The good news, however, is that as I said above, there is no monolithic Science, just the accumulated actions of lots of individual scientists. Which means that this situation can be changed through, well, a grass-roots movement within science.
If you want to see better support for science and science education, support the people who advocate for these things. And that means “support them within your scientific community,” not just “send a check to the NCSE every now and then.” If you have a colleague or a student with a strong interest in outreach, support that: give them the time and resources to do what they want to do, and when it comes time for hiring or promotion, make an argument for outreach as a positive factor, not a distraction from “real” science.

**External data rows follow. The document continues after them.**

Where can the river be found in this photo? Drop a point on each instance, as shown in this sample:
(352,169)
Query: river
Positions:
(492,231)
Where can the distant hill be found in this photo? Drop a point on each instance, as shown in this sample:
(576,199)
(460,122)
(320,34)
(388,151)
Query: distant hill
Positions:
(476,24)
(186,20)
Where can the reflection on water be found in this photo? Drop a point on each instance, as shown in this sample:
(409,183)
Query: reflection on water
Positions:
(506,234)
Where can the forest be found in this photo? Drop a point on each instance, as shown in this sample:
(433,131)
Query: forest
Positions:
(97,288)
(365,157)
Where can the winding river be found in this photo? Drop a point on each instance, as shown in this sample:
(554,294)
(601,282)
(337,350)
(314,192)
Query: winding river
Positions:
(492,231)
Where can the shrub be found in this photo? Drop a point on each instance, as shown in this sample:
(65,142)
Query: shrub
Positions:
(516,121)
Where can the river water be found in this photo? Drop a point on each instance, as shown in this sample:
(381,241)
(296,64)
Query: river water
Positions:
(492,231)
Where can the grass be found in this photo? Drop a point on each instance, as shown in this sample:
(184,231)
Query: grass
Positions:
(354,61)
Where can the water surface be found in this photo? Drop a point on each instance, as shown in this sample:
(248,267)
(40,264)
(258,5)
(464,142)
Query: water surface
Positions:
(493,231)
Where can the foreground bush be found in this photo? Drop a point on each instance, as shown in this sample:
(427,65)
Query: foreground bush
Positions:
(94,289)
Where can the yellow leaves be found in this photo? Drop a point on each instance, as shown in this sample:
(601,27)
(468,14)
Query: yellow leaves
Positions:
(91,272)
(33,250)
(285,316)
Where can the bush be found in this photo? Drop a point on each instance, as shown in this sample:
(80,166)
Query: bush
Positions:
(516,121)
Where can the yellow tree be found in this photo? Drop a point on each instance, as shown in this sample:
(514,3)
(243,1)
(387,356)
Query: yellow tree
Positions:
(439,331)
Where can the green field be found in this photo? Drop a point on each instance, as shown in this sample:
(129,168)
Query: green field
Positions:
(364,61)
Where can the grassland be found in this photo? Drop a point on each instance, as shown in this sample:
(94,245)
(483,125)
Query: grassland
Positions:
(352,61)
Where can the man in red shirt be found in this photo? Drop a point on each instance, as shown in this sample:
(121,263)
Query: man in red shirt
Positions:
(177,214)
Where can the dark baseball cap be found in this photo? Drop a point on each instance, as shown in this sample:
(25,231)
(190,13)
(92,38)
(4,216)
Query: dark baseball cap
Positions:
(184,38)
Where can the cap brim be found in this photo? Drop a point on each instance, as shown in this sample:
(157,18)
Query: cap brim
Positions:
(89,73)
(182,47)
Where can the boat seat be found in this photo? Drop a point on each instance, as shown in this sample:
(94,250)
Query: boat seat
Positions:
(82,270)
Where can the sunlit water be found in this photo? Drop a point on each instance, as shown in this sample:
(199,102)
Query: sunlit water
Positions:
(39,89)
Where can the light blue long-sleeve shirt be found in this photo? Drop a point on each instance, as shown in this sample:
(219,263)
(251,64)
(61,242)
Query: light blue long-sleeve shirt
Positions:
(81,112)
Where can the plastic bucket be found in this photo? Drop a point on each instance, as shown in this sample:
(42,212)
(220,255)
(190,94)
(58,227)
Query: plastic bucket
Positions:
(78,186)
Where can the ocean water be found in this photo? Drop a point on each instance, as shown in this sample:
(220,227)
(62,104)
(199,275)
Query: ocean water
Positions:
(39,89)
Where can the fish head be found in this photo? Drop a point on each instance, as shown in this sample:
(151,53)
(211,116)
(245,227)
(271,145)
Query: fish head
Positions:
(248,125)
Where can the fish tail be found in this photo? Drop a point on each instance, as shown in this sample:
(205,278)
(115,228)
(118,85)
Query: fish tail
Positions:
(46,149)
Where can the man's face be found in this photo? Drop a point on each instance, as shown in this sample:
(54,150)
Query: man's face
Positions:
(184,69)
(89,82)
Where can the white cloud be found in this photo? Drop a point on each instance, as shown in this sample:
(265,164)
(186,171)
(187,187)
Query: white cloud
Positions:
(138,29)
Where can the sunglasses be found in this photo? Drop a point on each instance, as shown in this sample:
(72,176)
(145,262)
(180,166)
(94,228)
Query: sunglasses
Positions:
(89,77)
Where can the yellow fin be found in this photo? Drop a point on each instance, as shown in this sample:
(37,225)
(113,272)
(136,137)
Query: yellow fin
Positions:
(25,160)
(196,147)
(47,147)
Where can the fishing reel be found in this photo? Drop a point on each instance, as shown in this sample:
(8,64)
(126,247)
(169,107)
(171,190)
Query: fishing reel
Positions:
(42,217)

And support science education across the board, not just on the fun culture-war topics. It’s not enough to make sure that the biology books have correct information about evolution, you also need to make sure that biology teachers have the resources they need to do their jobs. Getting climate change units into science classes doesn’t do that much good if they don’t also learn how to do math. And make sure they start young– high school biology isn’t going to make much impression if kids are being turned off from science in elementary school.
To circle back around to the start, then, a grass-roots movement in science is what we need, not what we have. We need to change the minds of large numbers of low-level people, and through that effort force changes in the elite structure. It can be done– God knows, there have been mass popular movements around much, much stupider things, as anyone watching the news lately knows– but it took a lot of work to get where we are, and it will take a lot of work to get us back out.